On the other hand, in addition to tournament organizers wanting to be able to cut financial losses by staging their events in some way, shape, or form, many of the players are probably thrilled with the packed schedule. They rely more heavily on prize-money earnings, so the more top tier events with their large prize purses that are added back to the schedule, the better. This is especially true given that many of them never know when they are going to put together a deep run and would relish the idea of being able to quickly rebound after an early loss at another tent-pole tournament just around the corner. Potentially diluted fields also offer them wider looks at grabbing one of these prestigious titles. If the fields are diluted due to this one-off scheduling, however, should players receive the normal amount of ranking points and a potential boost in the rankings that come with it – especially if it comes at the expense of a player who is the victim of the packed scheduling?
One way to get around unjustly penalizing or overcompensating players in the rankings is to do away with the rankings for the remainder of the season. This would incorporate the rankings freeze associated with the proposal of waiting until next spring to return to competition while still allowing players to compete for prize money and titles yet this year. That said, lack of ranking points could also have some of the top names forgoing tournaments they might otherwise play, which is the last thing tournament organizers and broadcasters want.
In lieu of doing away with the rankings, perhaps a two-year ranking system could be put in place for the time being.
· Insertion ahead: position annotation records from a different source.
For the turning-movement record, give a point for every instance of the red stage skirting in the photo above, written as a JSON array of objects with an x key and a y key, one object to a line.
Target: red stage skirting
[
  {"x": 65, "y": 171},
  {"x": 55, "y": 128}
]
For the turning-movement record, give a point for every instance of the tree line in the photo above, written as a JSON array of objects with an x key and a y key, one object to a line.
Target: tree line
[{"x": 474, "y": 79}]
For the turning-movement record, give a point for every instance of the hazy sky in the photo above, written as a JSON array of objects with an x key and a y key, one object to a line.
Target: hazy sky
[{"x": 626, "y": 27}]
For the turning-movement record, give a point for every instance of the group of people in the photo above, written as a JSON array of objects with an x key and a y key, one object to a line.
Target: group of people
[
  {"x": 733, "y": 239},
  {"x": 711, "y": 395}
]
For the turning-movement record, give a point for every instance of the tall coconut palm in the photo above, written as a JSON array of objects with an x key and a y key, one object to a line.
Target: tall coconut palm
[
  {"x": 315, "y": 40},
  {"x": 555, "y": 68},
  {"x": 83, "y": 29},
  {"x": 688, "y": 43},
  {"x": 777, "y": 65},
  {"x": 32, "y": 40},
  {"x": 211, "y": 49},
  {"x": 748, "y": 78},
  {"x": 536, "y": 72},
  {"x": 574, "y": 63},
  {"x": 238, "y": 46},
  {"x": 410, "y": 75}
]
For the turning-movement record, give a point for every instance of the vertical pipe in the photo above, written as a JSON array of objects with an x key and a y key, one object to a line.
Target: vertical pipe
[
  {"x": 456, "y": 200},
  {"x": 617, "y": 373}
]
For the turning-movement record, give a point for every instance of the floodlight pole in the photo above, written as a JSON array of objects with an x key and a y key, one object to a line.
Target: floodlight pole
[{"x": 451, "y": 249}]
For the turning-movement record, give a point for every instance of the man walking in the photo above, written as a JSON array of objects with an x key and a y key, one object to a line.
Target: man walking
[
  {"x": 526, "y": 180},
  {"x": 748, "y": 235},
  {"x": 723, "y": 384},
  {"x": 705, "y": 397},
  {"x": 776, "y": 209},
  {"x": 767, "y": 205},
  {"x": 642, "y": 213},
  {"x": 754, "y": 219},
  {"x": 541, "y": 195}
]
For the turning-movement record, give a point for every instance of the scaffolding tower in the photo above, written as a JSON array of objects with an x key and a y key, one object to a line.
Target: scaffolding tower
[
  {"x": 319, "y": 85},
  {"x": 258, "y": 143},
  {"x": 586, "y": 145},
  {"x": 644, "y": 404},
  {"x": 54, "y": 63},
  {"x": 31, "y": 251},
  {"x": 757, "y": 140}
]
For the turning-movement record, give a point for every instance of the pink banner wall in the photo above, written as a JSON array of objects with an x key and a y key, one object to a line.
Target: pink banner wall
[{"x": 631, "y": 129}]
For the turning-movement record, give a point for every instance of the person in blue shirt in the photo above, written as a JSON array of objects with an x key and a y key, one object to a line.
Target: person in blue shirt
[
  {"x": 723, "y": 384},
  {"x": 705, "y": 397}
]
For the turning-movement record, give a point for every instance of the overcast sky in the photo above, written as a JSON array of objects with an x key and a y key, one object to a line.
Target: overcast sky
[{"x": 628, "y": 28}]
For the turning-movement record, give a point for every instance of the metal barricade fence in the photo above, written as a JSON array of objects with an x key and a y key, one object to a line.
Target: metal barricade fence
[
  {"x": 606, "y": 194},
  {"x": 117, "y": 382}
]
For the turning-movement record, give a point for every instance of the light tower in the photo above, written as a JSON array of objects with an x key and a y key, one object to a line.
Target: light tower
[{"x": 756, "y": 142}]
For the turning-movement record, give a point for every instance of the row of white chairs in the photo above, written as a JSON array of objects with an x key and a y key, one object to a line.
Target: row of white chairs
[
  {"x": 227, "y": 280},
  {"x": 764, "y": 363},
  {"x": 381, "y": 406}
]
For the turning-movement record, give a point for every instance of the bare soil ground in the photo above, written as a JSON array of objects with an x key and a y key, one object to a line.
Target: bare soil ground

It is not a foreign idea, as it has been floated in the past, primarily as a way to further protect players who get injured. It is not something that should be implemented permanently – it makes it that much harder for players to break through to the upper echelons – but it could be the best solution for the current atmosphere. It would provide lower-ranked players with the chance to make some headway in the rankings while simultaneously avoiding harshly penalizing those who now find themselves with much to defend in a very compact space of time.
In the end, there are no easy solutions. Regardless of what is decided upon, there are going to be some unhappy parties, but compromise is the order of the day. After all, these changes should only be temporary until tennis can return to normal. The only thing that is certain right now is that Andy Murray hit the nail on the head when he stated that the ATP – and all of the governing bodies in tennis for that matter – should “think long and hard” about the rankings conundrum.